General information
- Coordinates: 40°02′29″N 75°20′52″W﻿ / ﻿40.0413°N 75.3478°W

Former services
| Preceding station | Pennsylvania Railroad |  |  | Following station |
| Radnor toward Paoli |  | Paoli Line |  | Villanova toward Suburban Station |

Location

= Upton station (Pennsylvania Railroad) =

Railroad station

Upton station was a former railroad station of the Pennsylvania Railroad outside of Philadelphia, Pennsylvania. It was constructed as a stop on the Pennsylvania Railroad's Main Line near the location where the rail line now crosses Interstate 476 between Villanova station and Radnor station, both of which are still operational as part of SEPTA Regional Rail Paoli/Thorndale Line service.

==Closure==
A possibly apocryphal reason regarding the closure of the station has been attributed to former Pennsylvania Railroad president A. J. Cassatt.
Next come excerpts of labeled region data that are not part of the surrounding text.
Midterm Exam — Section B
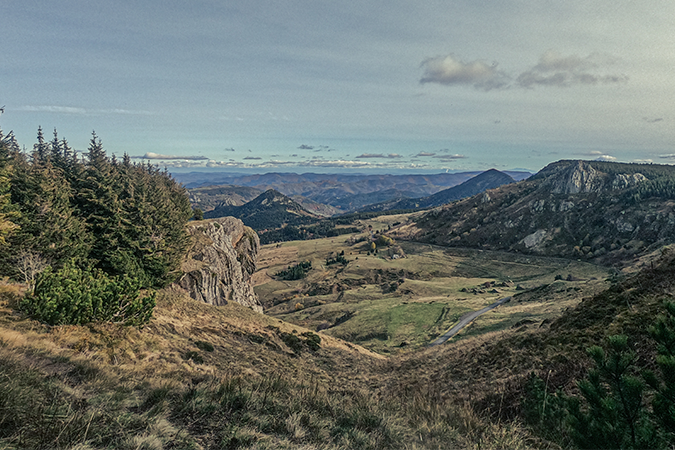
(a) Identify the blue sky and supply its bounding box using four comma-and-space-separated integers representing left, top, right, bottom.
0, 0, 675, 172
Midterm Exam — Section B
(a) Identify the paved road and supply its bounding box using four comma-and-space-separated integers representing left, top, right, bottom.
429, 296, 511, 346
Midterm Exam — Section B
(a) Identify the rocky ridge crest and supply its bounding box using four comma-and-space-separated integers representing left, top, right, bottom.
177, 217, 263, 312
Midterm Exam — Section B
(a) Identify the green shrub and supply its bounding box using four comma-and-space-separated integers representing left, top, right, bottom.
19, 262, 155, 326
275, 261, 312, 280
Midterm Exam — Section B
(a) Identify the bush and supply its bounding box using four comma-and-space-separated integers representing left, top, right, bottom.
19, 262, 155, 326
276, 261, 312, 281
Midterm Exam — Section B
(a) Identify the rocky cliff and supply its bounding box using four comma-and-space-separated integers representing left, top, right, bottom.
178, 217, 262, 312
396, 161, 675, 264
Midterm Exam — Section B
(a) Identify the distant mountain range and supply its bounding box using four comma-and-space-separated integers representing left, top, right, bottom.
392, 161, 675, 263
361, 169, 515, 212
174, 172, 531, 215
204, 189, 321, 230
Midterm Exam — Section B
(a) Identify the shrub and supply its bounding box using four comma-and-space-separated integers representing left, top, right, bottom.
19, 262, 155, 326
276, 261, 312, 281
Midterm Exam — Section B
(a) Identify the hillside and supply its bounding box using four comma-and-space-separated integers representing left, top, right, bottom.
204, 189, 319, 230
188, 185, 263, 211
387, 248, 675, 448
0, 274, 534, 450
361, 169, 515, 212
175, 172, 531, 215
391, 161, 675, 264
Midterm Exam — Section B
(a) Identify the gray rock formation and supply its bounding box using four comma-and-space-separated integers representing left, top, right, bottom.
178, 217, 262, 312
548, 161, 647, 194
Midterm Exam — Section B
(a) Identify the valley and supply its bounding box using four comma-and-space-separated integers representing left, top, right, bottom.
253, 215, 614, 354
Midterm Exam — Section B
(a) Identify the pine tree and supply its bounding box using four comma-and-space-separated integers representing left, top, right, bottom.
569, 335, 662, 450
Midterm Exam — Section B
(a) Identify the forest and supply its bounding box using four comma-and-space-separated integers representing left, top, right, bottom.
0, 128, 193, 324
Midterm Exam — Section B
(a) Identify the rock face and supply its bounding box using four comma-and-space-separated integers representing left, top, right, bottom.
545, 161, 647, 194
178, 217, 262, 312
406, 161, 675, 265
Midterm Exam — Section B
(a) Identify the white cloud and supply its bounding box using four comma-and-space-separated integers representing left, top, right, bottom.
131, 152, 209, 161
420, 54, 508, 91
356, 153, 402, 159
17, 105, 153, 116
18, 105, 87, 114
516, 50, 628, 88
433, 154, 466, 161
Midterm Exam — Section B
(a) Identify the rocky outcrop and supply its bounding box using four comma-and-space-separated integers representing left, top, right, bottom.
546, 161, 647, 194
178, 217, 262, 312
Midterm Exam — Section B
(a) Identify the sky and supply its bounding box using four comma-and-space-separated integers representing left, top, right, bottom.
0, 0, 675, 173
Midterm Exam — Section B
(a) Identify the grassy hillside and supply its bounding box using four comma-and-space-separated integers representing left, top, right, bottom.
0, 285, 544, 450
254, 216, 612, 354
392, 161, 675, 264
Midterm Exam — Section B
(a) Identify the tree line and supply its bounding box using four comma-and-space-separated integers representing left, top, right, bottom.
0, 128, 193, 324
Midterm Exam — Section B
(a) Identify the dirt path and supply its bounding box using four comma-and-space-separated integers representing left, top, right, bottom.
429, 296, 511, 347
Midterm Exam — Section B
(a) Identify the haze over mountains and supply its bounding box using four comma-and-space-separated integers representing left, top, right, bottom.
182, 169, 530, 228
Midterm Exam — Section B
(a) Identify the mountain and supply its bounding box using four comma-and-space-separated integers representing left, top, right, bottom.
361, 169, 515, 212
174, 171, 531, 213
204, 189, 319, 230
188, 185, 263, 211
392, 161, 675, 264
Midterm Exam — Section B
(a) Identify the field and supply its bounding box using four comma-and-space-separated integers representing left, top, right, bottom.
254, 216, 611, 354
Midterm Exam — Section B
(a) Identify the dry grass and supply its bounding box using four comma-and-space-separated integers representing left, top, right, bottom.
0, 282, 548, 449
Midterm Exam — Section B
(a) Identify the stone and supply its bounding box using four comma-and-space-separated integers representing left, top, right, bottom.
177, 217, 263, 312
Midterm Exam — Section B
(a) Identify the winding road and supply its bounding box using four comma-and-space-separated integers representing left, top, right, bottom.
429, 296, 511, 347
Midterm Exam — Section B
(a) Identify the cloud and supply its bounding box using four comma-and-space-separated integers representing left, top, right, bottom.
17, 105, 152, 116
356, 153, 402, 159
420, 54, 509, 91
433, 154, 466, 161
131, 152, 209, 161
19, 105, 87, 114
516, 50, 628, 88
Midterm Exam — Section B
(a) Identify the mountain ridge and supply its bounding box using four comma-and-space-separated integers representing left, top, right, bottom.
204, 189, 320, 230
392, 160, 675, 264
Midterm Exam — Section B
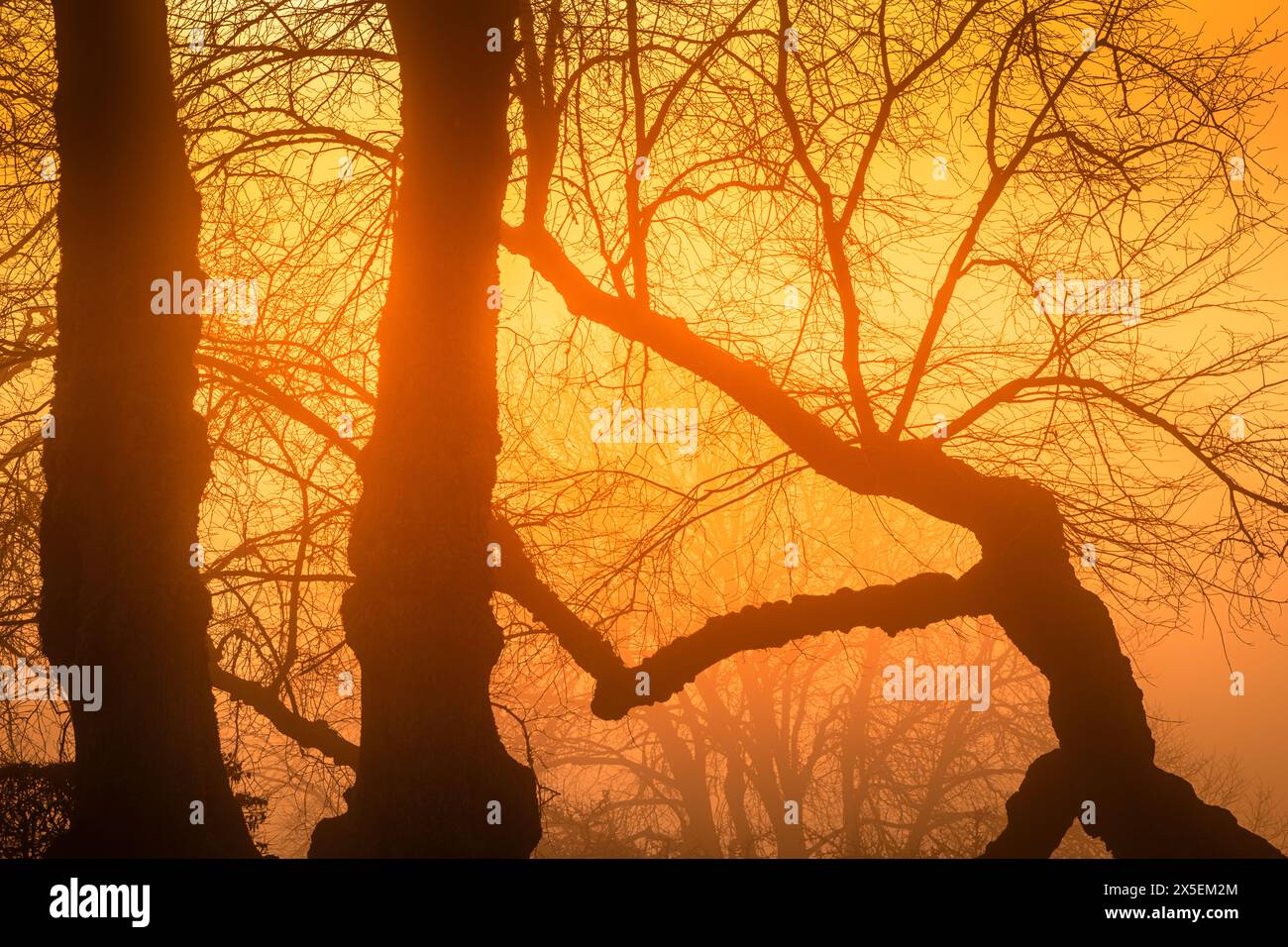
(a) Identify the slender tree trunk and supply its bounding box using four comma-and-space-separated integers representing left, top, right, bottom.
40, 0, 255, 857
310, 0, 541, 857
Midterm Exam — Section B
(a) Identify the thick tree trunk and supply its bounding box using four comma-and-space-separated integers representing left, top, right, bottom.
875, 442, 1280, 858
40, 0, 255, 857
310, 0, 541, 857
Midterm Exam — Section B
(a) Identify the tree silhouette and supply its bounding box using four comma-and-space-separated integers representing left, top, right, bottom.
310, 0, 541, 857
40, 0, 255, 857
0, 0, 1288, 857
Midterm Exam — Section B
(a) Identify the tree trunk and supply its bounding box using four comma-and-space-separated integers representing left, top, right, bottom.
310, 0, 541, 857
39, 0, 255, 857
875, 442, 1280, 858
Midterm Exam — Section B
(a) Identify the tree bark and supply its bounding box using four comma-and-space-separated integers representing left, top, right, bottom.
502, 222, 1282, 858
39, 0, 257, 857
310, 0, 541, 857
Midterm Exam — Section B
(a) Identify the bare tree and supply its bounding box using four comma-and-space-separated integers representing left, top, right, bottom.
40, 0, 255, 857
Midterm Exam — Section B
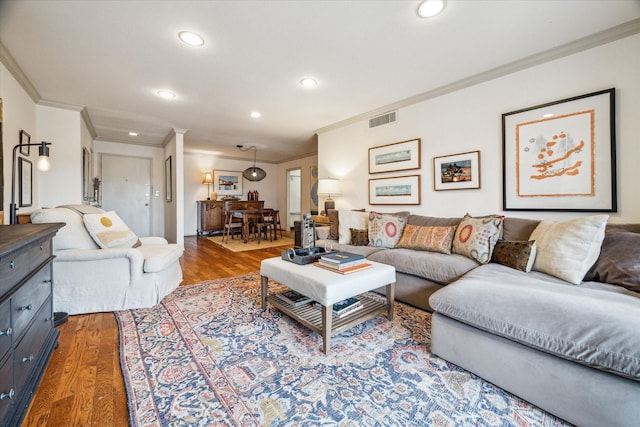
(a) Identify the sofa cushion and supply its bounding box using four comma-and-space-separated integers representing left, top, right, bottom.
429, 264, 640, 381
529, 215, 609, 285
407, 215, 462, 227
452, 215, 504, 264
491, 240, 536, 273
502, 216, 540, 241
136, 243, 184, 273
338, 209, 369, 243
369, 211, 407, 248
82, 211, 140, 249
367, 249, 478, 284
396, 224, 456, 254
584, 229, 640, 292
31, 207, 98, 252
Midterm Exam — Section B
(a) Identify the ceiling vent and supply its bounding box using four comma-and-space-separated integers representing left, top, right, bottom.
369, 111, 397, 129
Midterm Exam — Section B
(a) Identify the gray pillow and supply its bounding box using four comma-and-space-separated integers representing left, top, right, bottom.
584, 230, 640, 292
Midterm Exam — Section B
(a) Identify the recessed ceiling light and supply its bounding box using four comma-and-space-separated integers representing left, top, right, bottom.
178, 31, 204, 47
418, 0, 445, 18
156, 89, 176, 99
300, 77, 318, 88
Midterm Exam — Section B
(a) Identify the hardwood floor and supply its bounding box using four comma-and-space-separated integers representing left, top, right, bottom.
22, 237, 292, 427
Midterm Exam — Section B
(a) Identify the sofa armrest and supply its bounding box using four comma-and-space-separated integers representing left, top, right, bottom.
140, 236, 169, 246
54, 248, 144, 280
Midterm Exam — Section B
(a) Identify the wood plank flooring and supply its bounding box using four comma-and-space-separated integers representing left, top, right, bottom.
22, 237, 292, 427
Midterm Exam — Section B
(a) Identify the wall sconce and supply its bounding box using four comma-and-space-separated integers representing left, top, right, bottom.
9, 141, 51, 224
202, 172, 213, 200
236, 145, 267, 181
318, 178, 340, 213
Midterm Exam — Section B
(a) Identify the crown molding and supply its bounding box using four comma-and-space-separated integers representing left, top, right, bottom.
315, 19, 640, 134
0, 41, 41, 104
80, 107, 98, 139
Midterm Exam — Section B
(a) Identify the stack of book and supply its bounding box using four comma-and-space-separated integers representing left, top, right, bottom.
276, 289, 313, 307
333, 298, 364, 318
316, 251, 372, 274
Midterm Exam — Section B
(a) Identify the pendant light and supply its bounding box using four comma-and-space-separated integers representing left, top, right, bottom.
236, 145, 267, 181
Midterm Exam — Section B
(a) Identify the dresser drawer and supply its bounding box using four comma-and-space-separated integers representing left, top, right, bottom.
0, 301, 13, 360
11, 264, 51, 341
0, 239, 51, 295
14, 298, 53, 397
0, 357, 16, 420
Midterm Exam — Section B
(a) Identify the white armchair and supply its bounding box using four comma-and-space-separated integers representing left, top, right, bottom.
31, 205, 184, 314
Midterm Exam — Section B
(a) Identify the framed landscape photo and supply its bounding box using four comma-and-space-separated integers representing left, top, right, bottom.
502, 89, 617, 212
20, 129, 31, 157
433, 151, 480, 191
369, 175, 420, 205
18, 157, 33, 207
369, 138, 420, 174
164, 156, 173, 202
213, 171, 242, 196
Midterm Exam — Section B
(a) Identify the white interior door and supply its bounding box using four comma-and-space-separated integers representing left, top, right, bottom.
101, 154, 152, 237
287, 169, 302, 230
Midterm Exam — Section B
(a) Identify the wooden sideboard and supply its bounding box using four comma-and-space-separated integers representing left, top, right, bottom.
197, 200, 264, 236
0, 223, 64, 426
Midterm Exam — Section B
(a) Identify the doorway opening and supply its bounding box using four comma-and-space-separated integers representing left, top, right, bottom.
287, 168, 302, 230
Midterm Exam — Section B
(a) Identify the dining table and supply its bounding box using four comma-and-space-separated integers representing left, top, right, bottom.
231, 208, 278, 243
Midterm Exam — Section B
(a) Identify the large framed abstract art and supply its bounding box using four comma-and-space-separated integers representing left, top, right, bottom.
502, 89, 617, 212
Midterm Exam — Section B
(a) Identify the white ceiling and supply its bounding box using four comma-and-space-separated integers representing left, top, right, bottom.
0, 0, 640, 162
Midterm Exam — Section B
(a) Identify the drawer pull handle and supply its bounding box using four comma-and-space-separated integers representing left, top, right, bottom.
0, 389, 16, 400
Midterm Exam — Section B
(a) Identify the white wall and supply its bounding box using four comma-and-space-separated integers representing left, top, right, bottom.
276, 155, 318, 227
37, 105, 82, 207
93, 141, 165, 236
184, 152, 279, 236
0, 63, 35, 224
318, 35, 640, 222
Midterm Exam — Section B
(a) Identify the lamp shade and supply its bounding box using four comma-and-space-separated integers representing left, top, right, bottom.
318, 178, 340, 196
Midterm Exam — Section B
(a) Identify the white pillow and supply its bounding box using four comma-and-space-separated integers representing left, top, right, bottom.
338, 209, 369, 245
82, 211, 140, 249
529, 215, 609, 285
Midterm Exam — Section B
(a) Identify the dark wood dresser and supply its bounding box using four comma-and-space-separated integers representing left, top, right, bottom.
0, 223, 64, 426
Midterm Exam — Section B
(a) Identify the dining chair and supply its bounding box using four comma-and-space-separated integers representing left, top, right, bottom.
222, 201, 244, 243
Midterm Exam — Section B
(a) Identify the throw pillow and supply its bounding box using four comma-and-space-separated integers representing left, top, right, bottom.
82, 211, 141, 249
349, 228, 369, 246
369, 212, 407, 248
396, 224, 456, 254
452, 214, 504, 264
491, 240, 536, 273
338, 209, 369, 245
529, 215, 609, 285
584, 230, 640, 292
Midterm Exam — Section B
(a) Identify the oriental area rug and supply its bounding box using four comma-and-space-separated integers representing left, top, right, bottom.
207, 236, 294, 252
116, 273, 568, 427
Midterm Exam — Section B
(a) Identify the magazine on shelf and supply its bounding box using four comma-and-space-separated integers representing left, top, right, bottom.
313, 262, 373, 274
318, 258, 367, 270
320, 251, 364, 264
276, 289, 313, 307
333, 297, 362, 314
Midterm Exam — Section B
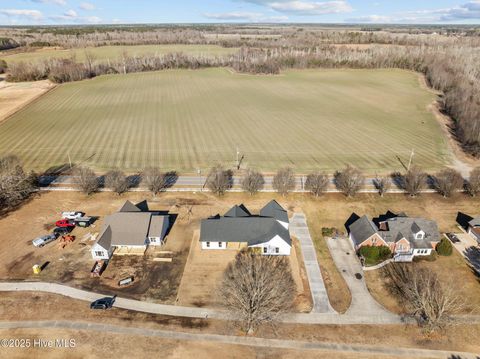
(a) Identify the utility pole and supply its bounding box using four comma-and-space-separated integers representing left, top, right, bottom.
407, 148, 415, 171
197, 168, 203, 192
237, 146, 240, 170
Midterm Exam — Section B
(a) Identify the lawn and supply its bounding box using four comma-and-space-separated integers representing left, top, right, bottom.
0, 68, 450, 174
0, 44, 238, 64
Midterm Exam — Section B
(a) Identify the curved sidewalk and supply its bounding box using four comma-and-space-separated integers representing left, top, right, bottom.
0, 321, 476, 359
290, 213, 336, 313
0, 282, 406, 324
According to the story, a wealthy land owner that leased property to the railroad to have the station built on was angered when a train passed without stopping to allow guests of his to board at the station. After the incident, the land owner complained directly to Cassett in person. Cassett gave his word that a train would never fail to make a scheduled stop at the station again. To fulfill his promise, Cassatt promptly had the station closed and torn down before the next scheduled stop, with service redirected to the nearby Villanova and Radnor stations, making certain that the train would never miss a scheduled stop at Upton station again. The station is noted on an 1887 geological map of the area, suggesting service was available at least as late as that time.